Harvath echó un vistazo a su cronógrafo Kobold. Tracy y él habían dedicado veinte minutos a buscar a Anthony Nichols.
No tenían modo alguno de saber si se había marchado andando por su propia voluntad o si había dado un traspiés como consecuencia de la herida de la cabeza y estaba sangrando en algún portal. Con todo, Harvath se angustió pensando en esta última posibilidad.
Dejó de andar y se volvió hacia Tracy.
—Evidentemente, este tipo no quiere que le encuentren. Me inclino por respetar su deseo.
—Entonces, ¿qué hacemos ahora?
Harvath vio una boca de metro al final de la manzana y la señaló justo cuando empezaba a llover.
—¿Qué tal una sopa de cebolla? Te llevaré a un restaurante pequeño y agradable que se llama La mano del cerdo, en Les Halles.
—Scot —insistió Tracy—. Tenemos que encontrar a ese tipo.
—No, no tenemos que hacerlo —replicó Harvath—. Quizá, después de todo, sea de la CIA. Pero, quienquiera que sea, es un adulto y puede valerse por sí mismo. No se ha encontrado con el número privado del presidente por casualidad. Tendrá gente que le pueda ayudar a salir de aquí.
—¿Y quién va a ayudarnos a nosotros a salir?
—¿A salir de dónde?
—¿A salir de dónde? —repitió Tracy con incredulidad—. ¿De repente soy la única persona que sabe cómo va a desarrollarse la investigación sobre la explosión? Solo en esa manzana había dos bancos, los dos con cajero automático fuera, y un hotel. Una vez acordonada la zona, la policía francesa o, seguramente, el Servicio de Inteligencia, los Renseignements Généraux, van a examinar a fondo las cintas de las cámaras de seguridad.
»Verán que roban un coche, que llega un Mercedes para ocupar su lugar, y luego nos verán a ti y a mí poniendo pies en polvorosa de la cafetería para, al instante siguiente, verte regresar a toda prisa y tumbar a ese tal Nichols en el suelo una décima de segundo antes de que estalle la bomba. Luego nos verán ayudarlo y evacuarlo de la zona.
Tracy no dijo nada más. Se limitó a cerrar la boca y esperar.
—Mierda —dijo Harvath.
Esa no era su guerra y no quería involucrarse, pero Tracy tenía razón. Las autoridades francesas iban a buscarlos al final a los dos, les gustara o no.
No habían hecho nada malo, pero su conducta era sospechosa y se podía interpretar como señal de que estaban informados del atentado. Harvath no se impacientaba precisamente por averiguar si las «intuiciones» valían como alegación razonable en Francia.
Nichols era la razón de ser del atentado. Harvath estaba seguro. También sabía que, sin Nichols, Tracy y él iban a tener muchos problemas con las autoridades francesas.
Durante un instante pensó que podrían subirse a un tren y abandonar el país, pero Harvath sabía que se engañaba.
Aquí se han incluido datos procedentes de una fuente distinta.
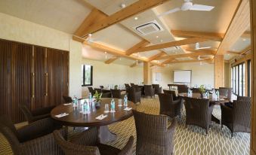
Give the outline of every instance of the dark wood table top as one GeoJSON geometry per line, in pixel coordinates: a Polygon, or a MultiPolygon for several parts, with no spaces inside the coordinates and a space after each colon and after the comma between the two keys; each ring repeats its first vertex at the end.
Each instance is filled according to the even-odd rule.
{"type": "MultiPolygon", "coordinates": [[[[98,109],[91,108],[91,113],[88,114],[83,114],[80,113],[81,109],[79,108],[73,108],[72,105],[64,105],[63,104],[57,106],[51,111],[51,117],[57,120],[60,123],[69,126],[106,126],[115,122],[119,122],[129,118],[133,115],[132,111],[125,111],[124,106],[119,107],[118,99],[114,99],[116,102],[116,112],[115,113],[104,113],[105,104],[109,104],[109,108],[110,111],[110,98],[102,98],[100,108],[98,109]],[[68,113],[69,115],[63,117],[55,117],[57,114],[62,113],[68,113]],[[96,119],[97,117],[104,114],[107,117],[103,120],[96,119]]],[[[87,99],[88,100],[88,99],[87,99]]],[[[122,105],[123,105],[123,99],[122,105]]],[[[85,99],[79,101],[79,104],[85,102],[85,99]]],[[[132,108],[136,110],[136,105],[134,102],[128,101],[128,107],[132,108]]]]}
{"type": "MultiPolygon", "coordinates": [[[[188,97],[187,93],[178,93],[177,95],[180,97],[188,97]]],[[[231,102],[226,96],[220,96],[220,98],[216,99],[213,99],[211,96],[212,96],[211,94],[210,94],[209,98],[203,98],[203,99],[208,99],[209,102],[213,104],[221,104],[221,103],[231,102]]],[[[191,98],[202,99],[200,93],[192,93],[191,98]]]]}

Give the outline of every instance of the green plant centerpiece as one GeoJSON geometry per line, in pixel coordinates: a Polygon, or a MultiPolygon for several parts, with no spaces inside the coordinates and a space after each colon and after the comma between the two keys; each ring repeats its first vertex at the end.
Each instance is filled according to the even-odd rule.
{"type": "Polygon", "coordinates": [[[95,97],[95,108],[100,108],[100,102],[101,102],[101,96],[102,96],[102,93],[99,93],[97,90],[94,93],[94,97],[95,97]]]}
{"type": "Polygon", "coordinates": [[[115,85],[115,86],[114,86],[115,90],[117,90],[117,87],[119,87],[118,85],[115,85]]]}
{"type": "Polygon", "coordinates": [[[199,88],[201,94],[201,98],[203,98],[203,94],[205,93],[205,85],[201,85],[199,88]]]}

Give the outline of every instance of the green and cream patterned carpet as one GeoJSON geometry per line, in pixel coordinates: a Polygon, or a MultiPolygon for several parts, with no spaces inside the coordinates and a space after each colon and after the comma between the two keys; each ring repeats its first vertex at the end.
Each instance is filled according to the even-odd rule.
{"type": "MultiPolygon", "coordinates": [[[[158,98],[142,99],[141,104],[137,105],[137,110],[145,113],[158,114],[159,102],[158,98]]],[[[221,108],[215,106],[214,115],[221,117],[221,108]]],[[[177,126],[174,135],[175,155],[244,155],[249,154],[250,134],[235,133],[230,138],[230,130],[224,126],[222,129],[219,124],[212,123],[208,135],[205,135],[205,130],[195,126],[185,128],[185,109],[182,111],[181,118],[177,118],[177,126]]],[[[136,148],[136,130],[134,120],[131,117],[126,120],[109,126],[111,132],[117,135],[117,139],[107,143],[112,146],[122,148],[128,138],[134,135],[134,154],[136,148]]],[[[78,134],[83,130],[76,128],[75,132],[70,128],[69,136],[78,134]]],[[[11,150],[5,138],[0,135],[0,154],[11,154],[11,150]]]]}

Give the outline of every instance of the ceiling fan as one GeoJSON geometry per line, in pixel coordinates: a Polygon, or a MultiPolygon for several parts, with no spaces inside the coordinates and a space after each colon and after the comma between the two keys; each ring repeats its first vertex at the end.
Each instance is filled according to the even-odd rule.
{"type": "Polygon", "coordinates": [[[203,50],[203,49],[208,49],[208,48],[211,48],[211,47],[200,47],[200,44],[199,43],[196,43],[196,47],[195,50],[203,50]]]}
{"type": "Polygon", "coordinates": [[[192,0],[184,0],[184,4],[180,8],[176,8],[171,9],[168,11],[164,12],[161,14],[159,14],[158,17],[165,16],[166,14],[172,14],[177,12],[178,11],[210,11],[214,7],[208,6],[208,5],[193,5],[192,3],[192,0]]]}

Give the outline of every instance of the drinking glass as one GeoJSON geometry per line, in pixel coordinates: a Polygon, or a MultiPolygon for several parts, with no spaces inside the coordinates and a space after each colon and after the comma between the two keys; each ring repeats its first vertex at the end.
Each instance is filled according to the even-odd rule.
{"type": "Polygon", "coordinates": [[[109,104],[105,104],[105,111],[109,111],[109,104]]]}
{"type": "Polygon", "coordinates": [[[119,99],[119,107],[122,106],[122,99],[119,99]]]}

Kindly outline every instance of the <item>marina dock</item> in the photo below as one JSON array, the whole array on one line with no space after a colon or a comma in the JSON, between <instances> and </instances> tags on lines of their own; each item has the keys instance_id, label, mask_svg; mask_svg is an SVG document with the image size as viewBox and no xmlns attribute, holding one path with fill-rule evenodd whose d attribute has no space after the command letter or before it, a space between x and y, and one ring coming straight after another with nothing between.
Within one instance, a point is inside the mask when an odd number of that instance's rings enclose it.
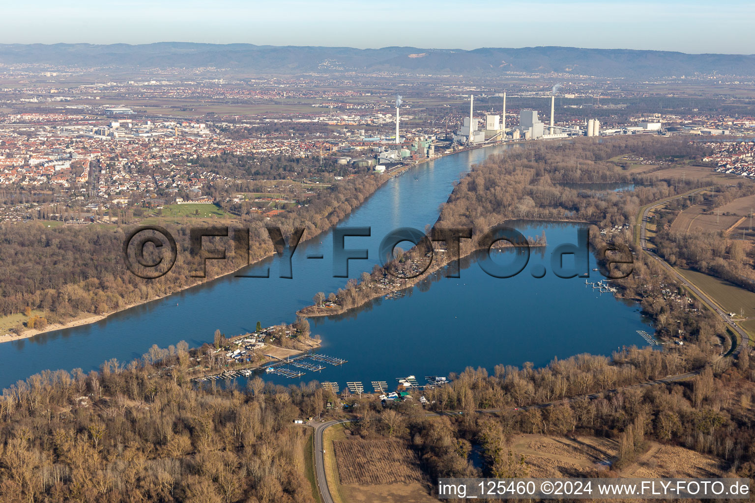
<instances>
[{"instance_id":1,"label":"marina dock","mask_svg":"<svg viewBox=\"0 0 755 503\"><path fill-rule=\"evenodd\" d=\"M652 345L652 346L660 345L660 344L658 343L658 342L656 341L655 339L653 339L652 336L651 336L649 333L648 333L645 330L637 330L637 333L639 334L640 337L642 337L646 341L647 341L648 344L649 344L650 345Z\"/></svg>"}]
</instances>

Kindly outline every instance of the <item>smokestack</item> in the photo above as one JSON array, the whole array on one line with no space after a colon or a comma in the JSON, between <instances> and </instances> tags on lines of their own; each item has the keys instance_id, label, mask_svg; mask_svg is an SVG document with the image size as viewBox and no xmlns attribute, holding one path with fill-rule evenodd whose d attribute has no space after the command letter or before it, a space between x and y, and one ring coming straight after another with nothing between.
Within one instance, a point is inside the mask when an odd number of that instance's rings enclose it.
<instances>
[{"instance_id":1,"label":"smokestack","mask_svg":"<svg viewBox=\"0 0 755 503\"><path fill-rule=\"evenodd\" d=\"M401 97L398 94L396 95L396 144L398 145L400 142L399 140L399 108L401 106L401 103L403 103L401 100Z\"/></svg>"},{"instance_id":2,"label":"smokestack","mask_svg":"<svg viewBox=\"0 0 755 503\"><path fill-rule=\"evenodd\" d=\"M504 93L504 115L501 116L501 118L503 118L504 121L504 124L503 124L504 137L501 140L506 140L506 93Z\"/></svg>"},{"instance_id":3,"label":"smokestack","mask_svg":"<svg viewBox=\"0 0 755 503\"><path fill-rule=\"evenodd\" d=\"M550 134L553 133L553 105L556 101L556 97L550 97Z\"/></svg>"},{"instance_id":4,"label":"smokestack","mask_svg":"<svg viewBox=\"0 0 755 503\"><path fill-rule=\"evenodd\" d=\"M399 107L396 107L396 143L399 144Z\"/></svg>"},{"instance_id":5,"label":"smokestack","mask_svg":"<svg viewBox=\"0 0 755 503\"><path fill-rule=\"evenodd\" d=\"M474 94L470 94L470 140L469 140L470 143L472 143L472 140L474 138L474 133L472 131L472 120L473 120L472 114L473 113L472 110L473 108L474 108Z\"/></svg>"}]
</instances>

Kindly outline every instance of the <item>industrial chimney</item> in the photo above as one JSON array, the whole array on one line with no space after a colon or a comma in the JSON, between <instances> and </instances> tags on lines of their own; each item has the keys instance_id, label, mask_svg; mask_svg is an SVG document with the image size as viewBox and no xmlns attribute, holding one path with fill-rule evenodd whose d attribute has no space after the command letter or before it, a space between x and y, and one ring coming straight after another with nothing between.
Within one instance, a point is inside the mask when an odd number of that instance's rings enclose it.
<instances>
[{"instance_id":1,"label":"industrial chimney","mask_svg":"<svg viewBox=\"0 0 755 503\"><path fill-rule=\"evenodd\" d=\"M472 112L474 107L474 94L470 94L470 140L469 142L471 143L474 141L474 132L472 130Z\"/></svg>"},{"instance_id":2,"label":"industrial chimney","mask_svg":"<svg viewBox=\"0 0 755 503\"><path fill-rule=\"evenodd\" d=\"M504 121L502 127L504 128L503 136L501 140L506 140L506 93L504 93L504 115L501 116Z\"/></svg>"},{"instance_id":3,"label":"industrial chimney","mask_svg":"<svg viewBox=\"0 0 755 503\"><path fill-rule=\"evenodd\" d=\"M553 106L555 104L556 97L550 97L550 134L553 134Z\"/></svg>"},{"instance_id":4,"label":"industrial chimney","mask_svg":"<svg viewBox=\"0 0 755 503\"><path fill-rule=\"evenodd\" d=\"M399 107L401 106L401 97L398 94L396 95L396 144L398 145L401 143L401 140L399 138Z\"/></svg>"}]
</instances>

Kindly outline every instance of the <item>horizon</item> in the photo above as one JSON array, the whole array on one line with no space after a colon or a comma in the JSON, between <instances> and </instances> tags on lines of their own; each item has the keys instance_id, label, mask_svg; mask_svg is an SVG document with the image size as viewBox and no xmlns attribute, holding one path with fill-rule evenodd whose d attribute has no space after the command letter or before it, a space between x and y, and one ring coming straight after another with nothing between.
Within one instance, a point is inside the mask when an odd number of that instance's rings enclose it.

Era un atentado terrorista de primera magnitud. Había ciudadanos franceses muertos y Francia no se detendría ante nada para llegar al fondo del asunto.
Harvath sabía lo buenos que eran los servicios de inteligencia franceses. Tal vez Tracy y él lograran salir del país, pero no estarían seguros en ninguna parte. Además, huir solo serviría para que parecieran más culpables.
Tenían que localizar a Nichols. Harvath miró a Tracy.
—¿Cuánto tiempo crees que tenemos hasta que aíslen nuestra imagen en las cintas de las cámaras de seguridad?
Era una pregunta retórica, y Tracy lo sabía, pero lo calculó de todos modos.
—Tomarán declaración a todos los testigos que puedan. Si alguien refiere que nuestro comportamiento estaba fuera de lo normal, examinarán al instante las cintas para averiguar algo más que quiénes fueron los terroristas.
»Cuando tengan nuestra cara, mejorarán las imágenes y las cotejarán con todas las bases de datos a las que tengan acceso mientras, al mismo tiempo, las envían a todos los agentes de la ley de la cadena de mando de Francia. En el mejor de los casos tenemos dos horas, quizá tres.
—¿Y en el peor?
—No quiero pensarlo —respondió Tracy—. Me está dando dolor de cabeza.
Harvath recuperó la llave electrónica del hotel de Nichols de la cartera del tipo y dijo:
—Entonces, supongo que tenemos que ponernos en marcha.